Some of you have never signed up for a credit card just to get the bonus. Any time we venture into new territory, we’re naturally (and thankfully) cautious. The worst thing you can ever do is to do something just because someone else told you.
Personally, I think this is the time to get in on the 100,000 British Airways bonus, but first you’ll need to work through the following questions.
Newbie Questions About Credit Card Churning
What is credit card churning?
There are really two common ways people use this phrase. For some, it means signing up for a credit card, getting the bonus miles, canceling the card before paying an annual fee, and then signing up for the same credit card and getting a bonus again.
These days, this form of credit card churning is basically dead. Most terms and conditions specify that the promotion is only good for first time applications. However, different companies have different lengths of memories, so it is possible that after a couple of years you’ll once again be considered a first timer.
The other way people talk about credit card churning is signing up for a credit card, getting the bonus miles, canceling the card before paying the annual fee, then signing up for another credit card and getting the bonus.
How does it work?
Let’s take a current example. The BA Visa is offering 100,000 miles for signing up. You apply for the credit card, spend $2,500 in 90 days, pay your $95 annual fee, and then you get 100,000 British Airways miles. Around 11 months after you get the card, you call Chase (who issues the card), and you tell them to cancel your account. You can call later (within 30 days of being assessed the annual fee), but I don’t like to mess with that.
Then (or even at the same time), you also decide that you’re going to take advantage of the 50,000 Continental points.
On and on the cycle goes. Getting credit cards and using them for a year at a time – usually without paying a single annual fee.
How do I know if I’m going to be approved?
You can make an educated guess.
First, you would get your credit score estimate from Credit Sesame or get your actual FICO score from MYFico.com.
The higher your score, the more likely you are to be approved. Certain cards require higher scores. Capital One, for example, lists how strong your score needs to be for each specific card. Alternatively, you could call the application center before applying to get some feedback on the type of score you might need.
After applying for the card, you’ll either get instant approval/denial or a letter in the mail.

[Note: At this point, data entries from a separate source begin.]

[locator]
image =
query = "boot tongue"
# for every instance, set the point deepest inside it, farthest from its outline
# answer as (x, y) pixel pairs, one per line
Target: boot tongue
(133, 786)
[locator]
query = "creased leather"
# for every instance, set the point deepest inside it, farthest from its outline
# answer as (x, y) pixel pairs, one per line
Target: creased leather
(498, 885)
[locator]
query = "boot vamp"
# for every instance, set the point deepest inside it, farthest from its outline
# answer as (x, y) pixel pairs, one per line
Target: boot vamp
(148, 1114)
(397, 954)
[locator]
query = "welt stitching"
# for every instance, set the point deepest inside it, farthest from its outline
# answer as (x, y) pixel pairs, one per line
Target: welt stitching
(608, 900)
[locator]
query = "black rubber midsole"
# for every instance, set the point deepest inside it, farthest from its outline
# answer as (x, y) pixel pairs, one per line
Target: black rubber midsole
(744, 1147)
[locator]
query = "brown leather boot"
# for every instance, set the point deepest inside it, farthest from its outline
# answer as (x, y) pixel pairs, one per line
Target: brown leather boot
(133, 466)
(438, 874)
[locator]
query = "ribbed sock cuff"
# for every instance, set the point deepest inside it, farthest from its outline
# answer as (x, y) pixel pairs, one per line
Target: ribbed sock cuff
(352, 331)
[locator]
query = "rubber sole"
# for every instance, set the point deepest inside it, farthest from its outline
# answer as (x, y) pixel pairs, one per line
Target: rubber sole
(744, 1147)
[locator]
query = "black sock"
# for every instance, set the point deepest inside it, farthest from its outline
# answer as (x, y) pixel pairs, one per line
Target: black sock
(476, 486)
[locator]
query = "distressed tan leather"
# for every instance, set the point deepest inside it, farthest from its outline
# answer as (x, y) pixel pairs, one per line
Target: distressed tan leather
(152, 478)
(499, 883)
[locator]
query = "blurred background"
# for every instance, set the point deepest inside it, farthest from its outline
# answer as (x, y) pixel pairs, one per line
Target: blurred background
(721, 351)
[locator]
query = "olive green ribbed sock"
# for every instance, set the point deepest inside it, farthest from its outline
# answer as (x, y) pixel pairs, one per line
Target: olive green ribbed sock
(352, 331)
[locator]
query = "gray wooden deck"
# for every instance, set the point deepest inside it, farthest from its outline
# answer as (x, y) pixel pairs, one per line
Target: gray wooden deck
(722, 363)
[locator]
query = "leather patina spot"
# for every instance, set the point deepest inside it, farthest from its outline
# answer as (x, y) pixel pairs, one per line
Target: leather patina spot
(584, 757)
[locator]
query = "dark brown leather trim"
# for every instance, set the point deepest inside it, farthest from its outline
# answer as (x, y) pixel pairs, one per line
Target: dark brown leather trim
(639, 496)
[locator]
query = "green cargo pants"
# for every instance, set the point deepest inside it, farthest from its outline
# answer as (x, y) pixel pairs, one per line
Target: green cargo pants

What do I do if I’m denied?
If you are denied for a credit card sign up, then you have two steps.
First, call the credit card company and ask why you were denied. You can negotiate with them – what if I decreased my credit limit?
Second, focus on improving your credit score so that you can take advantage of the next sign up bonus.
When do I get my points?
It depends on the credit card company. Of course, you’ll need to meet the requirements (spend a minimum amount or make your fist purchase). From there, your points will either appear within 6 – 8 weeks, but most likely within a few weeks of your billing cycle when you complete the spending requirement.
How does it affect my credit score?
The impact on your credit is minimal. As a point of reference, each credit inquiry (when you do an application) will reduce your score by 2-5 points. In a two month period, I once signed up for two credit cards and cancelled one, and it reduced my score by six points.
How do I know if I can use my points? How can I check to see how many points certain flights will take?
When it comes to using points, you need to be flexible. Depending on the airline and the routing you’re looking at, you may need to book 4 months in advance or even 11 months in advance (for more competitive routes).
Before signing up for a credit card, you can visit the airline or hotel site and sign up for a free account. From there, you can plan a trip to check on availability. However, you must remember someone who is experienced at booking flyer miles will be able to use tools and tricks to help you increase your chance of securing the right flights or hotels.
Most major airline and hotels also put out award charts so you can find out how many miles or points a trip will require.
Is it a scam?
No. It’s not a scam. It’s a promotion. Any card offered on this site is from a legitimate credit card company.
How much are the taxes and fees?
When you do award bookings, you will need to pay taxes and fees. These rates vary depending on the airline and the destination. The only way to know for sure is to do a dummy booking (as if you really had the miles) either on the airline website or by calling their customer service center.
When do I pay the annual fee?
Many promotions wave the annual fee for the first year. However, if you are required to pay the annual fee, then it will be charged during your first billing cycle. It will be charged again 12 months after you open the card.
If the annual fee is waved for the first year, you can use the card for 12 months and then cancel the card before the fee is charged for the second year. (I usually only keep it for 11 months so I don’t forget and get charged for the second year.)
Will I lose my points if I cancel my card?
That completely depends on the type of points you have.
Capital One Venture Rewards points disappear the day you cancel your credit card.
American Express Rewards disappear 30 days after canceling your card.
Most hotel and air miles points remain even after canceling your card.
When should I cancel the card?
I recommend setting up a reminder on your computer to call and cancel the card 11 months after you activate the card.
How do I know what’s the best card?
Check out my free credit card consultation.
How many credit cards can I have?
There is no limit. When you start having more open accounts and more credit available, some companies will get nervous about your having too many cards. However, there is not a set number, and the only way to really answer the question is by saying that when you get denied, you have reached your limit.
How many credit cards can I apply for at one time?
Again, there is no limit until someone denies you for a card because they say you applied for too many at one time.